It is possible to think about poetry in several ways; here are three of them:
a) Poetry as beautiful form; the beauty of the form, sentence, verb, of the object, the rhyme, of the sound; beautiful ways to say something – the flower, woman, cadaver, garbage –, or of saying beautiful things. It is therefore, poetry as beauty;
b) Poetry as exactness; exactness as a form of resistance against the infinitude of language – to say the right names of the right things, to give to certain things the right names. It is therefore poetry as exactness;
c) Poetry as interruption; to say what has not been said, in a way as never before; poetry that interrupts common-sense, the common way of saying, the habitual use, the rhyme between the name and the thing; a poetry that does not allow transparency to language, that is, that one does not see clearly what it is it speaks about. A poetry that hyphenizes – links – foreign things, like in a collage, that levels all that is in the surface and thus constructs a whole that is heterodox, strange, uncertain. A poetry that by interrupting, points to something that has not been pointed out before; a poetry that underwhelms expectations; to see the new in the same, to perceive what is strange in the evident. It is therefore poetry as politics.
Poetry – as well as art, – will not be political because it refers to political things, or because it adopts a strategy of denouncement, of action or activism, but because it deactivates in its interior crystalized workings, because it sets language wide open and, consequently, the world. Only thus can poetry – as well as art – be political.
Poetry has a terrible reputation nowadays; poetic is that which presents a beautiful form or something that does not have an explicit, clear meaning; or, otherwise, poetic is that which occupies a diffuse space – the gap between what is beautiful and what is mysterious, or between beauty and ignorance. It is in this context that poetry or the poetic are often invoked. Thus, poetry is understood as a multi-functional, multifaceted attachment of all other categories of things (artistic or otherwise).
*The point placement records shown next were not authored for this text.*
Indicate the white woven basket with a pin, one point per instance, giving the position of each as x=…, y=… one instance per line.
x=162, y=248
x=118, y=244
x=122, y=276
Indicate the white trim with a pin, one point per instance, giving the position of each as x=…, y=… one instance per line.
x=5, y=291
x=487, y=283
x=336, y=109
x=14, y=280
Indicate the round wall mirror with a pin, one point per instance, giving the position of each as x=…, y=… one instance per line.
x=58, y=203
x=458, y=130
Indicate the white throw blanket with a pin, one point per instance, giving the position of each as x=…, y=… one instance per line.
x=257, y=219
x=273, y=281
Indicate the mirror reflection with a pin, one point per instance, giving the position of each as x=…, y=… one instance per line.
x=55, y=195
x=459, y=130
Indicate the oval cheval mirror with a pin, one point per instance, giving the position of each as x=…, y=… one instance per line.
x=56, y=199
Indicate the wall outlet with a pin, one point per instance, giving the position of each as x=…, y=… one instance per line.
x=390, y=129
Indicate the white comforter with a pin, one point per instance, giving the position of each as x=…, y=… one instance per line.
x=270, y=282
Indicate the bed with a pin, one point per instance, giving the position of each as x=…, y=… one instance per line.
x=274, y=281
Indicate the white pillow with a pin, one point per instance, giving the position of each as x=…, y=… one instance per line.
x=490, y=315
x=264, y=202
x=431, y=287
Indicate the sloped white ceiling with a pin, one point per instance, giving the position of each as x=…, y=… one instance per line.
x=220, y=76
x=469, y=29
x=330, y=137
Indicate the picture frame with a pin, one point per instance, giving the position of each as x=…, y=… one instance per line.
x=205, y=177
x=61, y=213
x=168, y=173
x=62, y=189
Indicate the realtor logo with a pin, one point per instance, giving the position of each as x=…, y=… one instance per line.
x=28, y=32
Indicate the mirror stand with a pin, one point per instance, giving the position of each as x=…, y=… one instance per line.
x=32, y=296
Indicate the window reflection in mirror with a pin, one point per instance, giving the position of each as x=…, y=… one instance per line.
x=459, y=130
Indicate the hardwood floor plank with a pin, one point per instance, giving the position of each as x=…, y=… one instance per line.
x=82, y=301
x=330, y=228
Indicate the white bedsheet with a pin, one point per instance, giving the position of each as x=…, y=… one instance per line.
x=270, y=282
This is therefore an in extremis formulation, that means all or nothing, and is therefore, devoid of meaning, and therefore, does not mean anything.
Similarly, another increasingly recurring formulation in artistic discourses, and that has a shapeless and pasty meaning, is political art. Rare are the artists today – rare the works, rare the texts, rare the exhibitions – that do not try to recover a certain intent, functioning or political outcome, in an attempt to escape the innocuity of actions, in an attempt to escape an autistic art, unconnected with the real world, inconsequential, that serves no purpose. The problem of political art raises the fundamental question – what can the outside value of art be (outside of its restricted field)? Or how can art finally be political? And what does political mean in the artistic field? An assumption is immediately required – the political possibility of art is not the same as art being able to do politics; when art tries to make politics, its manifestations usually have an obvious, naïve or even juvenile, prescriptive or patronizing appearance, in clear contradiction with the intention of freedom and liberation – of emancipation and equality – that would justify them a priori.
This online residency will be established between these two critical poles (poetry and political art), poles that, from a certain viewpoint, will be practically coincident, virtually synonymous. This online residency will specifically try to balance itself in the short but unstable line that unites them – a residency on a line, funambulist. The residency will feature three distinct facets that are concurrent and at times simultaneous; concurrent, meaning that one may start from different points but the goal is the same; concurrent means that they meet in the end, that the paths funnel down into one single pressure point:
a) Critical texts on art, of uncertain periodicity, that derive from our understanding of politics and poetry;
b) Five weekly posts, totalling forty; this is a selection from a daily online project on language and the everyday Inappropriate Poetry. Each week will be devoted to a theme: week 1 (Findings I), week 2 (Language), week 3 (Body I), week 4 (Actions), week 5 (Body II), week 6 (Everyday), week 7 (Findings II), week 8 (Body III);
c) Between five to eight videos; these videos come out of the project Inappropriate Poetry; they have the same internal logic, that is, they’re a work on the everyday, more specifically, and mainly, about the city.
The point where these three facets meet is the concept of interruption. Understood as interruption, poetry can provide a possible model for the functioning of a political art. Of politics one can say that it presents the following mechanics: all that is political interrupts; not everything that interrupts is political.